Mukarram Bhagat of ASK Raymond James believes that India bank will have a very stable kind of net profit growth - between 20-25% a year over the next two years with high return on equity and return on assets.
Bhagat told"Indian Bank is a very attractively priced issue; at the issue price just about one time price to book value, that’s a very reasonable valuation. In terms of story, the interesting thing is that the case of restructuring where lot of the bad debts has been restructured and as a liabilities the capital has been reduced. As a consequence returns on equity is around 20%, return on average assets is 1.4-1.5%. These are very good figures - a thumb rule for return on average assets is minimum 1, if you are around 1.4, it's very good."

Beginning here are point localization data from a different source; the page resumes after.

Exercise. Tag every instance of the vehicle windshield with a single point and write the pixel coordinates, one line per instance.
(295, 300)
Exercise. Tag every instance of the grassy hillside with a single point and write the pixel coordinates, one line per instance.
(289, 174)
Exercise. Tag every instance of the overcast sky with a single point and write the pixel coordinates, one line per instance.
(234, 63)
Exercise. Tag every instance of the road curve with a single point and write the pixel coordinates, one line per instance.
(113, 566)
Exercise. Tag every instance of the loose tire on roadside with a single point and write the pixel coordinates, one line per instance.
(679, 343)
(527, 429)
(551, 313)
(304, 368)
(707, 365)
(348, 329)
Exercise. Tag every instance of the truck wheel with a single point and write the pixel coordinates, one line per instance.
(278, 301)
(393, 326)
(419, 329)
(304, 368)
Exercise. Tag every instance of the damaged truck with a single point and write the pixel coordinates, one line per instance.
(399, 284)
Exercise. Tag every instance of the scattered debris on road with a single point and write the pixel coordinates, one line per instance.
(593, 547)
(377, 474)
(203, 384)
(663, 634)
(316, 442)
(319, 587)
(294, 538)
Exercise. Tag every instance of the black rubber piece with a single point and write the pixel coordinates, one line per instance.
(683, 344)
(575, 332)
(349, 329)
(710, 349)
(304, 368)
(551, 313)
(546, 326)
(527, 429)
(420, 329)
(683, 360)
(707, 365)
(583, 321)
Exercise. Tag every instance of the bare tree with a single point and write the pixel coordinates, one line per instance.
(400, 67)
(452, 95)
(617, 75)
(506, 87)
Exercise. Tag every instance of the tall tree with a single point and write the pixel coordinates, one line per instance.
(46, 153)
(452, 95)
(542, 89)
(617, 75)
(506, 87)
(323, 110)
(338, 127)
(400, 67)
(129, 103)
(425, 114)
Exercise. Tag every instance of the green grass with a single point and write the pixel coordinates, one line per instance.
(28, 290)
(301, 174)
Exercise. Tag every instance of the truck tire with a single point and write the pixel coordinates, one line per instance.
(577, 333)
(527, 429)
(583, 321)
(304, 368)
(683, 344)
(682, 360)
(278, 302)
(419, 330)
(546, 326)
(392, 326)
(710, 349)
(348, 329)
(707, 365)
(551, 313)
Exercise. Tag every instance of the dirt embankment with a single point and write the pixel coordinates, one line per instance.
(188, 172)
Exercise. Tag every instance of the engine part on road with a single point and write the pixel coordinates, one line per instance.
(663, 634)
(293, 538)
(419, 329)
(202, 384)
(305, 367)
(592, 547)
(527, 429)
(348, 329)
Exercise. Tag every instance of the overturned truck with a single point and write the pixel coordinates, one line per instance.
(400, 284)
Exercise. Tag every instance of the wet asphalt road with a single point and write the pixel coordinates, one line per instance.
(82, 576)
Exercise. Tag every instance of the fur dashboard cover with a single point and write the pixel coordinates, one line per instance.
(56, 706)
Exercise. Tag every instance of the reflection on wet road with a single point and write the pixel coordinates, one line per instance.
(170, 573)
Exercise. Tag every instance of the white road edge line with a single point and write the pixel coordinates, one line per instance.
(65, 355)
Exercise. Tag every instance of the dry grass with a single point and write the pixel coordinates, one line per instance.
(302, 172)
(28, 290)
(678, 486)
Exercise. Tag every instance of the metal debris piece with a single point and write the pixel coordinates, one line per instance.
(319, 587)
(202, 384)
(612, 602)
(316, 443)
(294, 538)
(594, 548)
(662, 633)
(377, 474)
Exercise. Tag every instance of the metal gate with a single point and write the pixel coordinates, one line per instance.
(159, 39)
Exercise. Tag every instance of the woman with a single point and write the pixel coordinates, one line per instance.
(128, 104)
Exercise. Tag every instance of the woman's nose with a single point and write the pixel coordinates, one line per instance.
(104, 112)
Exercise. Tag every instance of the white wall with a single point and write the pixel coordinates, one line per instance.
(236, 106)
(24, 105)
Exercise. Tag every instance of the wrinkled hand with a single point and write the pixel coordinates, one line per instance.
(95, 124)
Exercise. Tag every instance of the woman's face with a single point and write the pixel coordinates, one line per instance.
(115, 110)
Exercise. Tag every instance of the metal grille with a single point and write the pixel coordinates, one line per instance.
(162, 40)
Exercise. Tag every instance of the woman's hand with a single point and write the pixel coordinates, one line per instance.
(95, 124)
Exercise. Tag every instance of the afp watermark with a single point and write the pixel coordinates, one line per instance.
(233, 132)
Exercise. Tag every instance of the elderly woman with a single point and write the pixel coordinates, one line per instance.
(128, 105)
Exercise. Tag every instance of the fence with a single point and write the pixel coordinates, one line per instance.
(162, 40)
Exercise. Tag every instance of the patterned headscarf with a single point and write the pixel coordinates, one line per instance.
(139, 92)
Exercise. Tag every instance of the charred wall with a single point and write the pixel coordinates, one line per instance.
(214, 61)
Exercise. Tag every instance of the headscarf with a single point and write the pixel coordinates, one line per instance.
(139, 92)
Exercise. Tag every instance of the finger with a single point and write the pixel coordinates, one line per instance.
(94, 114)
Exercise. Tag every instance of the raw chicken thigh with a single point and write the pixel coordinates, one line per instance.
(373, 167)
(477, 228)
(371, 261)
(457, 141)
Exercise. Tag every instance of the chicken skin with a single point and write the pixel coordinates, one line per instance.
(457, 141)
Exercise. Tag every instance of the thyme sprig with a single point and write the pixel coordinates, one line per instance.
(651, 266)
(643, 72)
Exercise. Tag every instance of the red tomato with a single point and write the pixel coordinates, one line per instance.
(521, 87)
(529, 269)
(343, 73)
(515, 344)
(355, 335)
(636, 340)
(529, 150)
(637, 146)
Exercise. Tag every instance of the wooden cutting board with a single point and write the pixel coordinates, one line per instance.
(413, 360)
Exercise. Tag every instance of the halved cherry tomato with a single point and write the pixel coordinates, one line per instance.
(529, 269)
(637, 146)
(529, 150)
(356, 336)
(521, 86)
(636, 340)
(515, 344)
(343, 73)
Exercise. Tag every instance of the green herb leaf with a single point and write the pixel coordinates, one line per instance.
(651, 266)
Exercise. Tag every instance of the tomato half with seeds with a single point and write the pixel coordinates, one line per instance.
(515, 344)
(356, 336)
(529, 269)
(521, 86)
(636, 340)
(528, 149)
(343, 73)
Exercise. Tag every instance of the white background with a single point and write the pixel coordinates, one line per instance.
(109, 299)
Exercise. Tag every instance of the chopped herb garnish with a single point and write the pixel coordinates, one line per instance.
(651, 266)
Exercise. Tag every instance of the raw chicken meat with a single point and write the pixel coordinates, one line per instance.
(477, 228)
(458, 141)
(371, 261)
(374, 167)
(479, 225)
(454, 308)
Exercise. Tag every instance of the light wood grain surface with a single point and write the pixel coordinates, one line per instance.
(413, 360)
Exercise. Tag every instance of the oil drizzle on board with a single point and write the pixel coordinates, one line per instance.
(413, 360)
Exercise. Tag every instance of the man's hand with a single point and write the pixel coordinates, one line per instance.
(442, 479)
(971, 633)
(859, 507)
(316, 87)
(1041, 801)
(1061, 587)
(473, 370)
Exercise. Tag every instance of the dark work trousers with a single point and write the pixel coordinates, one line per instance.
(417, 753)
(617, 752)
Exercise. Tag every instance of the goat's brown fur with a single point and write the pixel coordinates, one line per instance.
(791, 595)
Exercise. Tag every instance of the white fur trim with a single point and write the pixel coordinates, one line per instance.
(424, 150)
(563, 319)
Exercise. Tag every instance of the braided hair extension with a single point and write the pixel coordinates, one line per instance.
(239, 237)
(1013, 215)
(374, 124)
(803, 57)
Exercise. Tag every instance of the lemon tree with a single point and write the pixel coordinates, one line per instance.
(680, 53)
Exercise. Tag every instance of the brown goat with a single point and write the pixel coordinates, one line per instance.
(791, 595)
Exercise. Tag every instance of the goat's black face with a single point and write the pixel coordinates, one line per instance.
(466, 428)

He further added, "Even a 16-17% return on equity is pretty good, so 20% and thereabouts is extremely good. Going forward there is a low credit deposit ratio, cost of funds will remain flat. In their investment portfolio, they have got large amount of recapitalization bonds, which earned them a coupon rate of 9.14%. The point is it just got restructured, it has got a low equity or capital base, it has got capital adequacy, the credit deposit ratio is just 70% and lot of banks are running at 90% because of high credit growth. So they won’t need more capital any further in a hurry. Given all that I think it will have a very stable kind of net profit growth between 20-25% a year over the next two years with high return on equity and return on assets. It is very attractively priced at one time."